Cuentos de amor de locura y de muerte

Ella estaba también muy cambiada, porque el encanto de un candor y una frescura de los catorce años no se vuelve a hallar más en la mujer de veintiséis. Pero bella siempre. Su olfato masculino sintió en su cuello mórbido, en la mansa tranquilidad de su mirada, y en todo lo indefinible que denuncia al hombre el amor ya gozado, que debía guardar velado para siempre el recuerdo de la Lidia que conoció.

Hablaron de cosas muy triviales, con perfecta discreción de personas maduras. Cuando ella salió de nuevo un momento, la madre reanudó:

–Sí, está un poco débil… Y cuando pienso que en el campo se repondría enseguida… Vea, Octavio: ¿me permite ser franca con usted? Ya sabe que lo he querido como a un hijo… ¿No podríamos pasar una temporada en su establecimiento? ¡Cuánto bien le haría a Lidia!

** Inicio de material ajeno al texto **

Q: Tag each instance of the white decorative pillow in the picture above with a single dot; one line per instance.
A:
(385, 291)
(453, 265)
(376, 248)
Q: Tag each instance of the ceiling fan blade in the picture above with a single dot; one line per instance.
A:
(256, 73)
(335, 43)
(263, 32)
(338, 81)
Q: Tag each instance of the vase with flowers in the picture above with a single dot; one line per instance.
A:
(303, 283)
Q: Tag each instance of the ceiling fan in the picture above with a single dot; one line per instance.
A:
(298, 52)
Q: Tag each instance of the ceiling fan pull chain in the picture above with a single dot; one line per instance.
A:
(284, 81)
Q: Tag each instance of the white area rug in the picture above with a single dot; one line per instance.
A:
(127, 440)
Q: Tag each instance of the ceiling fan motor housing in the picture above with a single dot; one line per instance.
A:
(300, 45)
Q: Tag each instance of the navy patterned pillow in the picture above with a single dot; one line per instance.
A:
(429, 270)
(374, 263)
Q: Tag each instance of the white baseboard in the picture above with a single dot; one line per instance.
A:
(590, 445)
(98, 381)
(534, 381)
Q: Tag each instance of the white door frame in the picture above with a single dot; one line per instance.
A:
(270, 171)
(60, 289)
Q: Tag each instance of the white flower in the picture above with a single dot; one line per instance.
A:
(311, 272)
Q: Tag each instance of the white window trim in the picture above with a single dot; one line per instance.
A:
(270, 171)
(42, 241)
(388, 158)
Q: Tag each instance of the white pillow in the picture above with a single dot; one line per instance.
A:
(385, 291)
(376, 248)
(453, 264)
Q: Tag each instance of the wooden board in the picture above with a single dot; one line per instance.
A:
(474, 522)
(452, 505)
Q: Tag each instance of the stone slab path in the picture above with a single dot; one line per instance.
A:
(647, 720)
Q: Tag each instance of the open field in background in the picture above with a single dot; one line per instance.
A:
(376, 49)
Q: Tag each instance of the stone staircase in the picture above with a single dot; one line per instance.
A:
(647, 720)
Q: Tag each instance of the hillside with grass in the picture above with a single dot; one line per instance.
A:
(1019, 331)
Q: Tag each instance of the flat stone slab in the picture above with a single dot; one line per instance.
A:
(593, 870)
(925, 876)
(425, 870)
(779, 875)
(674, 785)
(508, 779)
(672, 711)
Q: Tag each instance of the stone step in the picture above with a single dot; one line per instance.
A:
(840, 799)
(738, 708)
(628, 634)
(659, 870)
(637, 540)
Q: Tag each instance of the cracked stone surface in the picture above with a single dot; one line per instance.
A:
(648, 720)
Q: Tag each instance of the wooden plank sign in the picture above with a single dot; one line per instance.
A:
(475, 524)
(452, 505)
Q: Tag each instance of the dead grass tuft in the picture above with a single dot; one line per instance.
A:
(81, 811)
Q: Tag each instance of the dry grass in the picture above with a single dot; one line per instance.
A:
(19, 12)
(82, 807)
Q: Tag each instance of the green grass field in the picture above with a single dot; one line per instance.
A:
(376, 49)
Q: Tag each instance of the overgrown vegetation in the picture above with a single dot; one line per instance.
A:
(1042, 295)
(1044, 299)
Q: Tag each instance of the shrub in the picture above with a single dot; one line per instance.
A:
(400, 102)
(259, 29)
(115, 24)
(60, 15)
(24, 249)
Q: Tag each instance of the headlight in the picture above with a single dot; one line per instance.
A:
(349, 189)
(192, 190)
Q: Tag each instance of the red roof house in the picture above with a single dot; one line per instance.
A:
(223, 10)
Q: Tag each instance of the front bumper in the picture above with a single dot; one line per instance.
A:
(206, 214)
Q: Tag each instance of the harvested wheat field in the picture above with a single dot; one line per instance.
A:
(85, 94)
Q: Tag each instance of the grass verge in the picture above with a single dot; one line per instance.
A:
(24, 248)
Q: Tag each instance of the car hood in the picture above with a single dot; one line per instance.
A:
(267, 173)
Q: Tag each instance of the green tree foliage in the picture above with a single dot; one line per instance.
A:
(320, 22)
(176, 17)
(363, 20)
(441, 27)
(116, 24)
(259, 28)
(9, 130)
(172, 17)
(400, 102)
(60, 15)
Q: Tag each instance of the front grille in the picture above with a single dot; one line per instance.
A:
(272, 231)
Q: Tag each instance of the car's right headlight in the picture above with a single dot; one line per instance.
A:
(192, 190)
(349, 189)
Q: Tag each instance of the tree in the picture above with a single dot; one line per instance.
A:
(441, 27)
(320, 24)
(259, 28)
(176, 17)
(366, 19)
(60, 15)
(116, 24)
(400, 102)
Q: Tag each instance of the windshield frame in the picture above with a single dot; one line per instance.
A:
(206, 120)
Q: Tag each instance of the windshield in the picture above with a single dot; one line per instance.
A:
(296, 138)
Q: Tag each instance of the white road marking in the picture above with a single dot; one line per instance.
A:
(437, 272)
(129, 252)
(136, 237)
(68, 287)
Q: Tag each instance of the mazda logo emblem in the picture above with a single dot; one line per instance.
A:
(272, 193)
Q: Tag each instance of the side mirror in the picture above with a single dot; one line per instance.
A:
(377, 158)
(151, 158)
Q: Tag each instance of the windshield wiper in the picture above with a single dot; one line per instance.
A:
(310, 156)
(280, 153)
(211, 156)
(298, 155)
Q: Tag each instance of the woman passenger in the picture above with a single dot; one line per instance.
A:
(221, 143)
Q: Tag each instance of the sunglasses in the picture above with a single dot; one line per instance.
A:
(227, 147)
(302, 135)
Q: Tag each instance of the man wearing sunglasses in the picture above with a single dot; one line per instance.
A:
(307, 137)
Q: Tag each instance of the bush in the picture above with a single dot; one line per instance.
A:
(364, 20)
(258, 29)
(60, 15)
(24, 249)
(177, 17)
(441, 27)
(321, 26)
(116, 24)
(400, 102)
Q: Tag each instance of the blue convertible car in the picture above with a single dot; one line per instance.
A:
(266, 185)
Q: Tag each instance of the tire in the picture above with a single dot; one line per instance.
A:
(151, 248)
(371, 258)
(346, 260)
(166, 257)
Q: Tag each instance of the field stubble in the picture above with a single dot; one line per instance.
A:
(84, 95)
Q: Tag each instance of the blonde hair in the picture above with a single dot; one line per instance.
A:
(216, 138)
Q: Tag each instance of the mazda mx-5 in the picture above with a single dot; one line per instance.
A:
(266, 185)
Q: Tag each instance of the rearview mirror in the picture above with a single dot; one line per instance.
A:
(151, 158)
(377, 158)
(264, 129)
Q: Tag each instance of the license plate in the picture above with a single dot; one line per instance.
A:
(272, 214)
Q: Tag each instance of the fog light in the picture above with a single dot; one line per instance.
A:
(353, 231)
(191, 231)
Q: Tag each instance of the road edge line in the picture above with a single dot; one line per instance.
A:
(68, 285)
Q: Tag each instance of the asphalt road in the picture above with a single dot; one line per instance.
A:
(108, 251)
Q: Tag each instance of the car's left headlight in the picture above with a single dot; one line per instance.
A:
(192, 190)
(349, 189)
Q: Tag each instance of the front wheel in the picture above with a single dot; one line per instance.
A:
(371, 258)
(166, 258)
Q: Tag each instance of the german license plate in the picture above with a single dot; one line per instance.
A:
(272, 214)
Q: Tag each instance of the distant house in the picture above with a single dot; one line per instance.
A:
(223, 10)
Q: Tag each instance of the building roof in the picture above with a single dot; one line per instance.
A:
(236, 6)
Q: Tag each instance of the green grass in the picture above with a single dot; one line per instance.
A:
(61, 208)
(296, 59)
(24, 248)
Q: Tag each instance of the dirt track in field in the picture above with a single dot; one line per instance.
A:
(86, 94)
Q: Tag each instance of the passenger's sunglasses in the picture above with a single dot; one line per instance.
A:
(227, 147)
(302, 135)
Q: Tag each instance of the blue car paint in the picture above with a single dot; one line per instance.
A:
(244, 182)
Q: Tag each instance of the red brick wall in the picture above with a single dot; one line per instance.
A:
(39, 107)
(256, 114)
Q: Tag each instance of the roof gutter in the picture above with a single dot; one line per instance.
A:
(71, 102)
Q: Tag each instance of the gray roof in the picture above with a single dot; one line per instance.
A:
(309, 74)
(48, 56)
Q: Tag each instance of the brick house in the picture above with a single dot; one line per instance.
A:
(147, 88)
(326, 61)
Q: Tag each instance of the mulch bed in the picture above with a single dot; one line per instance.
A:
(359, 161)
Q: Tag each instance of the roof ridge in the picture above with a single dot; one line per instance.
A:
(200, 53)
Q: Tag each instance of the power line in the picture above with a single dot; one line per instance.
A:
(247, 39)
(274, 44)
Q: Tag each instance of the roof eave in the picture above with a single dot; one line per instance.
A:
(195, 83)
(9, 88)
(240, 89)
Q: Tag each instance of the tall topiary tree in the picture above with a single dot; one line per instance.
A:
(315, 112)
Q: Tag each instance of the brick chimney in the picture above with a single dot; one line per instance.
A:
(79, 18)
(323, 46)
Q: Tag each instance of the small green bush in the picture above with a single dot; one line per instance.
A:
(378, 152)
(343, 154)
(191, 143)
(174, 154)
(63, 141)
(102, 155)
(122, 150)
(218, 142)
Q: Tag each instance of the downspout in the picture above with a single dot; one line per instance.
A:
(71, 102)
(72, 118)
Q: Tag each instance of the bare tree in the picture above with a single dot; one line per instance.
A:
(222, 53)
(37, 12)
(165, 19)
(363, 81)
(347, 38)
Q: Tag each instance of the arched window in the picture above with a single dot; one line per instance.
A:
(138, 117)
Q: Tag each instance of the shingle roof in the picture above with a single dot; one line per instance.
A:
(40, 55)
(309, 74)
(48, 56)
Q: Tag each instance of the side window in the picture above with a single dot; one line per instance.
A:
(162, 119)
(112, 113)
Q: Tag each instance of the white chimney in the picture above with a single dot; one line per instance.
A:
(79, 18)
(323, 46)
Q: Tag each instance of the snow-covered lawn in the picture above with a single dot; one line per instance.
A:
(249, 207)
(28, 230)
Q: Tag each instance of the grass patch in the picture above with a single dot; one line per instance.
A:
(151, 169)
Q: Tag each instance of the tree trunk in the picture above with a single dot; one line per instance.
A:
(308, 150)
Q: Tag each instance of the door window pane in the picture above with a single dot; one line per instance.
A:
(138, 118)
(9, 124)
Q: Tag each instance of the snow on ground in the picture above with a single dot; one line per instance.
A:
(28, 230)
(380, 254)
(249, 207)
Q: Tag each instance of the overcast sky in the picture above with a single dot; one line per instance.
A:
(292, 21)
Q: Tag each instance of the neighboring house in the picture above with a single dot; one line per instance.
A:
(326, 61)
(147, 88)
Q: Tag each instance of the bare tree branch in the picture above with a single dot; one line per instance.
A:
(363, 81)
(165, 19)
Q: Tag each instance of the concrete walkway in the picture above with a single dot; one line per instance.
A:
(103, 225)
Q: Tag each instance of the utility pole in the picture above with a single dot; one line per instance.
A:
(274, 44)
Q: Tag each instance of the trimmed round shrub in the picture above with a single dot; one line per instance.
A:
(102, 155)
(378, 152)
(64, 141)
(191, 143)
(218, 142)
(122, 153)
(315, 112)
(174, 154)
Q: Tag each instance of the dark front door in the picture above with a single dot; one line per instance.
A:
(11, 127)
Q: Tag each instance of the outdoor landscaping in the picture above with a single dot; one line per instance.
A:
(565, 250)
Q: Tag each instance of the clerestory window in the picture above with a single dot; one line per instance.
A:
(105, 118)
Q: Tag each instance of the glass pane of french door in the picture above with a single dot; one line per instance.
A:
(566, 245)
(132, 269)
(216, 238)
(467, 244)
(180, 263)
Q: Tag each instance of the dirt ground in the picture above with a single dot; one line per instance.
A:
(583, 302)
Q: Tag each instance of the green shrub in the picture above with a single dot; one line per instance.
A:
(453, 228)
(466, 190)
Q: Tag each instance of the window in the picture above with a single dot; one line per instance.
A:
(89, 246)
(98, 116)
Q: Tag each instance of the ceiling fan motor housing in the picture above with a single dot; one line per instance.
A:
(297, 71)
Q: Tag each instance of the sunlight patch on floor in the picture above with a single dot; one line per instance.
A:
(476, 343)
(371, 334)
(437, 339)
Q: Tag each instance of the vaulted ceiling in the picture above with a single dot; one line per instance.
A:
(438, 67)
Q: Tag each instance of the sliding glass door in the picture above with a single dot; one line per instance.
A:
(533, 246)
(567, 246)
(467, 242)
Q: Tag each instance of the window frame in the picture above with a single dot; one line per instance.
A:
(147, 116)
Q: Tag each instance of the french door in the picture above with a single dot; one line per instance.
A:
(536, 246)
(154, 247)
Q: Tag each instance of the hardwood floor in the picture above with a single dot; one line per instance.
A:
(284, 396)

–Soy casado –repuso Nébel.

La señora tuvo un gesto de viva contrariedad, y por un instante su decepción fue sincera; pero enseguida cruzó sus manos cómicas:

–¡Casado, usted! ¡Oh, qué desgracia, qué desgracia! ¡Perdóneme, ya sabe!… No sé lo que digo… ¿Y su señora vive con usted en el ingenio?

–Sí, generalmente… Ahora está en Europa.